What is holding Northern Ontario back? – by David Robinson (Northern Ontario Business – February, 2012)

Established in 1980, Northern Ontario Business  provides Canadians and international investors with relevant, current and insightful editorial content and business news information about Ontario’s vibrant and resource-rich North.  

Dave Robinson is an economist with the Institute for Northern Ontario Research and Development at Laurentian University. drobinson@laurentian.ca 

Premier Brad Wall is proud of Saskatchewan. The province is booming. Migration from other provinces is up 40 per cent —people are streaming in from places like Ontario, Quebec, and Alberta. The province is even planning a jobs mission to Ireland to recruit workers.

But here is a question. Is our premier proud of Northern Ontario? Is anyone proud? In fact, is there anyone to be proud?

Saskatchewan, with about 33 per cent more people than Northern Ontario, and with only 80 per cent of the area of Northern Ontario, is managed by 58 Members of the Legislative Assembly (MLAs). In efficient Northern Ontario, we make do with 10 MPPs. And 10 per cent of a premier.

But if Ontario is so efficient, why is Saskatchewan doing so well by comparison? Northern Ontario is a lot like Saskatchewan. Like Saskatchewan, we are a resource-based economy, but compared to Saskatchewan, we have quite a few strategic advantages.

For example, Saskatchewan is latitudinally challenged. The whole province lies north of almost everyone in Northern Ontario. A quarter of the province lies north of the most northerly point in Ontario. Saskatchewan is landlocked: Northern Ontario has ocean access on two coasts. Saskatchewan is also far from civilization. The province shares a southern border with exciting North Dakota. We share the Great Lakes with the rich and progressive American Midwest. We have easy access to markets in southern Ontario and the U.S. Eastern Seaboard – it is just 900 kilometres from Sudbury to New York or Boston, from Timmins to Chicago, or from Thunder Bay to Detroit. The same 900 kilometres from Regina will get you to the capitals of Montana, South Dakota and North Dakota.

If Northern Ontario has such advantages, why is Saskatchewan the darling of the financial press? Part of the story is just luck. Resources are hot and Saskatchewan has the hottest resources. Oil, potash and uranium are very much in demand and food prices are rising. Everything is going the right way for Saskatchewan.

But economists have begun to realize that resources alone don’t make a region rich. If they did, the resource-rich Congo would be on top of the world instead of number 137 and falling on the human development index. Singapore, Hong Kong and Denmark would be impoverished instead of numbers three, five and 19, respectively, on the GDP per capita lists.

Where Saskatchewan is beating Northern Ontario is in creating and holding talent. Saskatchewan created its first university in 1907. In Northern Ontario, the Collège du Sacré-Coeur in Sudbury was founded in 1913 by the Jesuits, taught exclusively French after 1916, and didn’t become a university until 1957. Maybe farmers are just smarter than miners, loggers and mill workers.

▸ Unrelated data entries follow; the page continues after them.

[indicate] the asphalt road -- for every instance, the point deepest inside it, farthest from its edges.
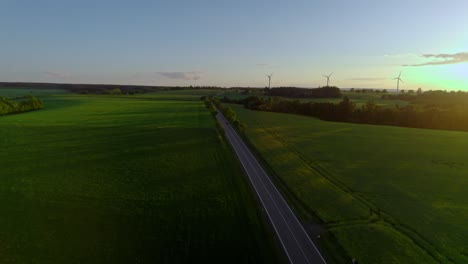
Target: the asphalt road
(296, 243)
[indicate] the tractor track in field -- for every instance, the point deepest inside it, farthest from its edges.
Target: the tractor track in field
(383, 217)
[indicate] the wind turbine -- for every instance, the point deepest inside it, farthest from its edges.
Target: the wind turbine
(398, 82)
(269, 80)
(328, 77)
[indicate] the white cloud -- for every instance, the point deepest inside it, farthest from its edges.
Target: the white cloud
(187, 76)
(442, 59)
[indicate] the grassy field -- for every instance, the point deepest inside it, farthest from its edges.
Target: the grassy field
(116, 179)
(387, 194)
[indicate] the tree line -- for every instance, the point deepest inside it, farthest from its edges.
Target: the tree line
(20, 105)
(323, 92)
(434, 113)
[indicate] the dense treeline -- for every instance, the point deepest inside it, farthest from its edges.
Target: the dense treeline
(102, 88)
(25, 104)
(432, 115)
(324, 92)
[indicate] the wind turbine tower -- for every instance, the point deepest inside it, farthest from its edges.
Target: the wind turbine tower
(269, 80)
(328, 78)
(398, 82)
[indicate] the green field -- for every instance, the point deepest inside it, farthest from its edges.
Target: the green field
(121, 179)
(386, 194)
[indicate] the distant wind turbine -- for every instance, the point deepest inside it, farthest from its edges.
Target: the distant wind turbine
(269, 80)
(328, 78)
(398, 82)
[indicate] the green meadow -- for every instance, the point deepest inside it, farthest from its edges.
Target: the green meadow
(122, 179)
(385, 194)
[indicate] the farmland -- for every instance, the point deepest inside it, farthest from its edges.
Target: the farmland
(121, 179)
(385, 194)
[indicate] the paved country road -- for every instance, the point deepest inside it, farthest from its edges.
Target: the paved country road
(296, 243)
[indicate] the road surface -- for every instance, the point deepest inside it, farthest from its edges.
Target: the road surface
(296, 243)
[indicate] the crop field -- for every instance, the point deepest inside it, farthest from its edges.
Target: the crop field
(114, 179)
(386, 194)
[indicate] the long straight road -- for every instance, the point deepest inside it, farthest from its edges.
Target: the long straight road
(296, 243)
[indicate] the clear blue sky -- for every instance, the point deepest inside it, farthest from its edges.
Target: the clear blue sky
(235, 43)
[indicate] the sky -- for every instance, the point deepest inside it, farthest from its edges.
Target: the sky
(365, 43)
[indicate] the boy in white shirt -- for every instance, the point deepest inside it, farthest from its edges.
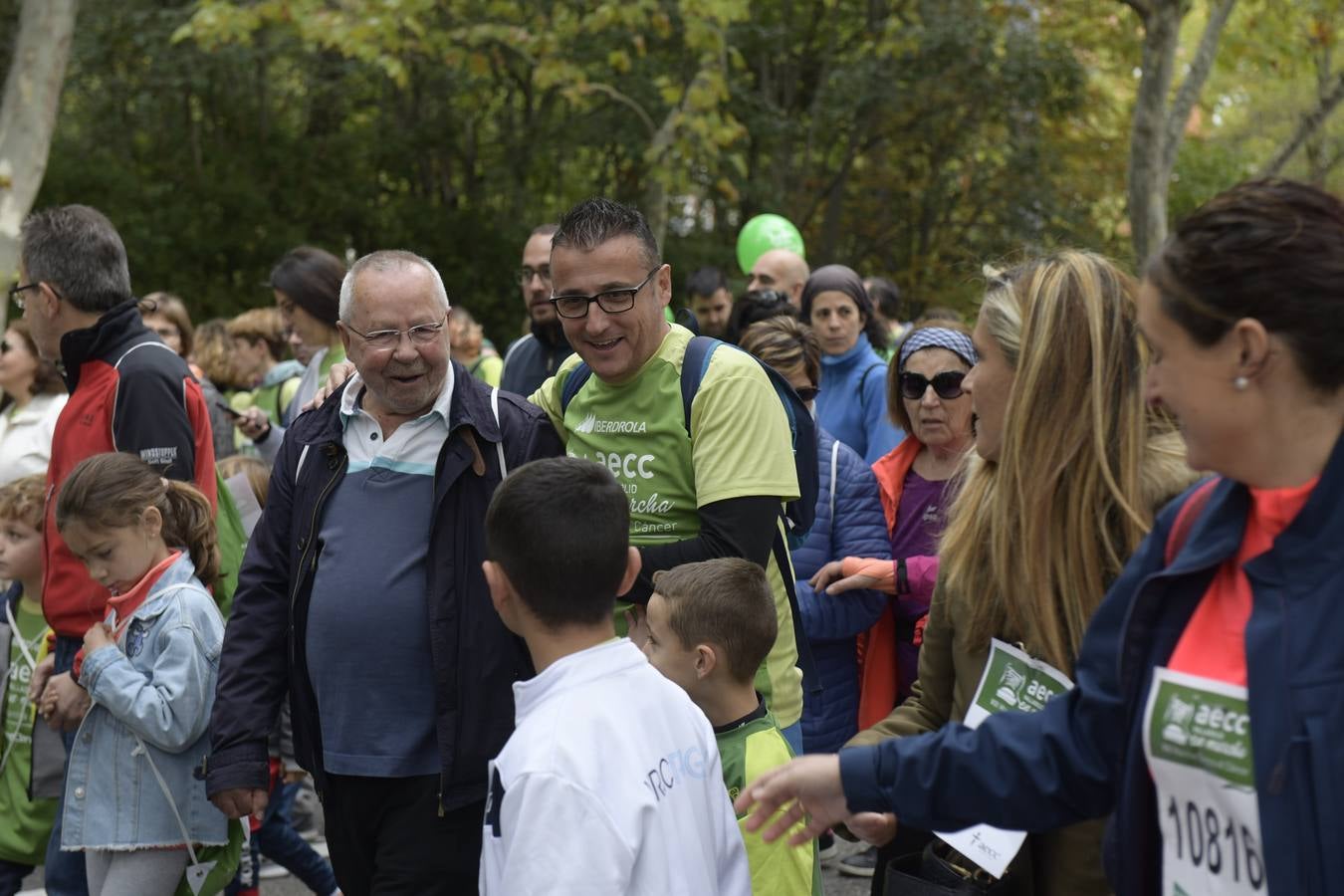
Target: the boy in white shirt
(610, 782)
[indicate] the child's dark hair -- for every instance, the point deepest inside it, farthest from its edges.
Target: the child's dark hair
(725, 602)
(560, 531)
(112, 491)
(23, 500)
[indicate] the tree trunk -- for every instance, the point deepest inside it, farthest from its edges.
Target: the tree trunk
(29, 115)
(1159, 123)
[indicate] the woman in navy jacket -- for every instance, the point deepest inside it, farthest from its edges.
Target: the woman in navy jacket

Saskatchewan has a habit of coming up with creative solutions to big problems. Who invented the Canadian health-care system, for example? Saskatchewan. It is a province that values big ideas and visionaries.

Maybe the way Saskatchewan is organized helps big ideas grow. In Saskatchewan, the average constituency covers less than one sixth the area of a constituency in Northern Ontario. A politician in Saskatchewan has about one quarter as many constituents as, say, Rick Bartolucci or Michael Gravelle. Saskatchewan’s 58 MLAs spend all their time on Saskatchewan. Our 10 MPPs spend 90 per cent of their time discussing issues in southern Ontario.

More participation and more talk, a legislature of their own, and ministries that focus on Saskatchewan give that province a huge advantage in mobilizing the talents of its people.

Having its own political institutions gave Saskatchewan an identity. From the time it became a province in 1905, the people of Saskatchewan have been building their province. They know who they are and where they live. Saskatchewan has an identity.

What is holding the economy of Northern Ontario back? It may be Northerners’ lack of vision and drive. And what gets in the way of our vision and drive? We don’t have the political institutions to express them.